Open GoogleCodeExporter opened 9 years ago
I know this isn't a defect, but I can't figure out how to change it
Original comment by falbe...@vt.edu
on 23 Oct 2013 at 7:01
Thanks for raising this. I changed it to a an enhancement request, rather than
a bug.
Actually this will be hard to fully implement in Aparapi.
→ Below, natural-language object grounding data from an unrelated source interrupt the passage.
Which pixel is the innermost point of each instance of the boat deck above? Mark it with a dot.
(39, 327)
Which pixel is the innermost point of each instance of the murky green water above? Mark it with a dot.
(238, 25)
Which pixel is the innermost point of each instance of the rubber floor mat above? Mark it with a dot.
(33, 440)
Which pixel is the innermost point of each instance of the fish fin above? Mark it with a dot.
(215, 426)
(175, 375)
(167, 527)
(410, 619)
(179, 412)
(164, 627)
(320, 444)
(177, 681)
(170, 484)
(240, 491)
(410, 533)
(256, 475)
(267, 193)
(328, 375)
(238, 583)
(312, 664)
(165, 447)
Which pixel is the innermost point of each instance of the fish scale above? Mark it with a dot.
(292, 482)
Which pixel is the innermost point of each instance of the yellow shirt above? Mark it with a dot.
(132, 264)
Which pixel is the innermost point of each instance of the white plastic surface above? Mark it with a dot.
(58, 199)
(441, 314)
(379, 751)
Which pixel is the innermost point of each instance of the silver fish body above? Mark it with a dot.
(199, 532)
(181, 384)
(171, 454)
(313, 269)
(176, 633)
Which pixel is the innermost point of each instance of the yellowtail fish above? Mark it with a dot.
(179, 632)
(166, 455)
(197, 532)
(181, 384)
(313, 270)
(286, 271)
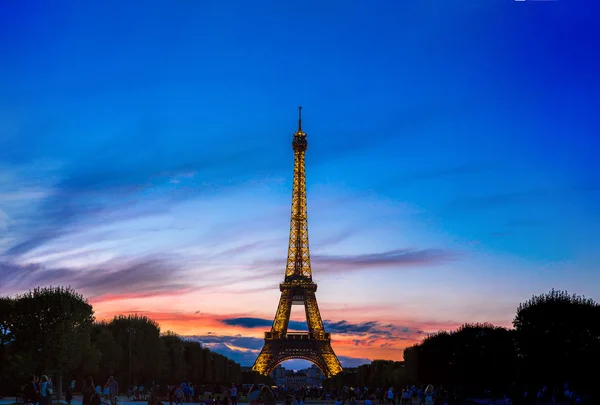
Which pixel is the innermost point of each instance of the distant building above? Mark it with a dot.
(298, 379)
As you indicate,
this would need a modified JVM, and of course Aparapi tries to be JVM agnostic
and does not have access to JVM internals (except as exposed via
JVMTI/JNI/Unsafe).
I think this is a great idea, but one that I suspect may need to be looked at
in the context of 'Project Sumatra', which is aiming at bringing GPU
compute/offload to the JVM itself - and as such is indeed a modified JVM.
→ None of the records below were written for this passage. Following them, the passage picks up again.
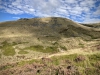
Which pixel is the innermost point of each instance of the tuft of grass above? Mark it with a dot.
(81, 45)
(22, 52)
(0, 55)
(7, 49)
(63, 47)
(52, 49)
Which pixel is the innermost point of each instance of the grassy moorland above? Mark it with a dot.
(49, 46)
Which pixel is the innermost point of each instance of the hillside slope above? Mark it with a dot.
(47, 27)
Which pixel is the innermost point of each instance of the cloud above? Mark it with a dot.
(16, 17)
(72, 9)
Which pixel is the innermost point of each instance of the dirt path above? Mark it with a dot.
(72, 51)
http://openjdk.java.net/projects/sumatra/
http://www.extremetech.com/computing/137628-project-sumatra-improves-java-perfor
mance-with-opencl-graphics-card-acceleration
I would be interested in a use case (no matter how trivial) and en example of
how you would like to see (for example) data auto-vettorized.
Gary
Original comment by frost.g...@gmail.com
on 24 Oct 2013 at 1:46
I was looking at using Oracle's Maxine JVM to modify to actually produce the
vectorized assembly code but was going to use the Aparapi interface to justify
that the variables are independent and vectorizable since they must be to be
split up across a gpu. The part of Aparapi that I am looking to modify would be
to preform the loop unroll and mark the code to tell the modified JVM to
produce vectorized instructions for those variables if possible. Which part of
the Aparapi code should I look into to preform this or should I just implement
this separately and run it on the code before Aparapi?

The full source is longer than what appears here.